In 1990, a reader of the News Journal in Wilmington Delaware requested the cake recipe in Nancy Coale Zippe’s “What’s Cooking” column. Zippe was wowed when she received a “record breaking” 59 replies. In her next column, she printed the names of each person who submitted a Harvey Wallbanger Cake recipe. People from all over Delaware had replied, plus a few surprise submissions from as far away as Arizona. The recipe that Zippe ultimately printed was credited to Chicago bartender Danny Lee McGuire, who “shared his idea” for a Harvey Wallbanger cake with Better Homes and Gardens in 1973. It may have been his idea, but he wasn’t the first: newspapers had already been printing recipes for the cake based on the cocktail for at least a year… with the exact same ingredients.

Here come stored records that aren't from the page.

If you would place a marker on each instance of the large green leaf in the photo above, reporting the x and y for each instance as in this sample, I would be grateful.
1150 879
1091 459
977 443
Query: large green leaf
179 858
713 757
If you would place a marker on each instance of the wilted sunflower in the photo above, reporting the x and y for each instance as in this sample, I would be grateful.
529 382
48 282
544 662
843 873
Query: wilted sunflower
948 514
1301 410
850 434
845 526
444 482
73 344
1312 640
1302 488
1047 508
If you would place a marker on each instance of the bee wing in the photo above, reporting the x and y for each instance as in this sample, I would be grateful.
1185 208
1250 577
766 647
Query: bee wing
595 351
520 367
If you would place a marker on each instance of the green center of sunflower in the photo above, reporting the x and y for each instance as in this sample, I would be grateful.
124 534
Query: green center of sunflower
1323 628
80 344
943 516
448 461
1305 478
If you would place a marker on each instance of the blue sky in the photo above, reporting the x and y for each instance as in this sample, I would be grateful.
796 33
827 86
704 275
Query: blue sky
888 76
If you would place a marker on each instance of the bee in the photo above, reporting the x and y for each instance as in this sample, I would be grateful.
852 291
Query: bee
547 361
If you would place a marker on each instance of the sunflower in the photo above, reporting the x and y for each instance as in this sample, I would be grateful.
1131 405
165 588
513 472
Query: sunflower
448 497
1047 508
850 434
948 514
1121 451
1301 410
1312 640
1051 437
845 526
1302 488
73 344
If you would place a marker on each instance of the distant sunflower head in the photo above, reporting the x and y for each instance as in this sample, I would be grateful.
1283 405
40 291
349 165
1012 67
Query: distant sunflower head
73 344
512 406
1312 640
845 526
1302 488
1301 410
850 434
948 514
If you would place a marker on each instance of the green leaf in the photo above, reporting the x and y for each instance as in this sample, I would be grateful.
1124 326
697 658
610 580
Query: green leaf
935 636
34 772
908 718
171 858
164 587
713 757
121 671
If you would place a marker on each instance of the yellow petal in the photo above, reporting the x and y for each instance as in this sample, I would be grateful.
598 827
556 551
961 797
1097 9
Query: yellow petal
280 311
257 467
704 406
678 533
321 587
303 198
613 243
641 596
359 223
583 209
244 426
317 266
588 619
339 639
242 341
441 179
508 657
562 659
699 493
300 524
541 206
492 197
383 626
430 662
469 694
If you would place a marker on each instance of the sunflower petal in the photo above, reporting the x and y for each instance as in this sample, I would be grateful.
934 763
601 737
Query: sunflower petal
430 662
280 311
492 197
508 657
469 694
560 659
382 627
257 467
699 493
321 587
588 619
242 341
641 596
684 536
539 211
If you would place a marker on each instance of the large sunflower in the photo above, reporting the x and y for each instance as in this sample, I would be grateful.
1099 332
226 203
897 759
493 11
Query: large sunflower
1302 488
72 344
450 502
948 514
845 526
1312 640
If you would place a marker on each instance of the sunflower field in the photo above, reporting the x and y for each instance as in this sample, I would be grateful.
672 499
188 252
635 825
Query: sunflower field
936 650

Recipe columnists often referred to the cake recipe as “lost” or nostalgic, despite its consistent recurrence. Throughout all this, the recipe itself changed very little. When Dunkan Hines Orange Supreme cake mix became hard to find in the late 80s, bakers substituted lemon cake mix. Eventually, yellow cake became the standard.

In 1989, Remy Cointreau purchased Galliano and altered the 93 year old recipe. When Lucas Bols later acquired Galliano and reverted to the original recipe in 2010, memories of the Harvey Wallbanger cocktail resurfaced. Liquor.com declared the cocktail “a modern classic.” Saveur writer Robert Simonson absolved the Harvey Wallbanger of the bad reputation the cocktail had earned as “one of the preeminent drinks of the 1970s… a time of sloppy, foolish drinks.”

The cake, of course, has had a few “from scratch” revisions, but the cake mix version continues to reappear wherever there’s a recipe-finder column. And with the ability to order the elusive “Orange Supreme” cake mix online, purists are in luck. The real surfer named Harvey may never surface… but he can be made.

Recipe:

  • 1 package orange cake mix
  • 1 (3 3/4 oz) package pudding mix
  • 4 eggs
  • .5 Cups cooking oil
  • .5 Cup orange juice
  • .5 Cup Galliano
  • 2 Tablespoons vodka

Glaze:

  • 1 Cup sifted powdered sugar
  • 1 Tablespoon orange juice
  • 1 Tablespoon Galliano
  • 1 Teaspoon vodka

In large bowl, combine cake mix and pudding. Add eggs, oil, 1/2 c. orange juice, 1/2 c. Galliano and 2 T. vodka. Beat on low speed for 1/2 min. beat on med. speed 5 min. Pout into greased and floured 10 in. fluted tube pan. Bake at 350° for 45 min. Cool for 10 min. in pan, remove to rack and pour on glaze while cake is warm. Glaze- combine last 4 ingredients listed above.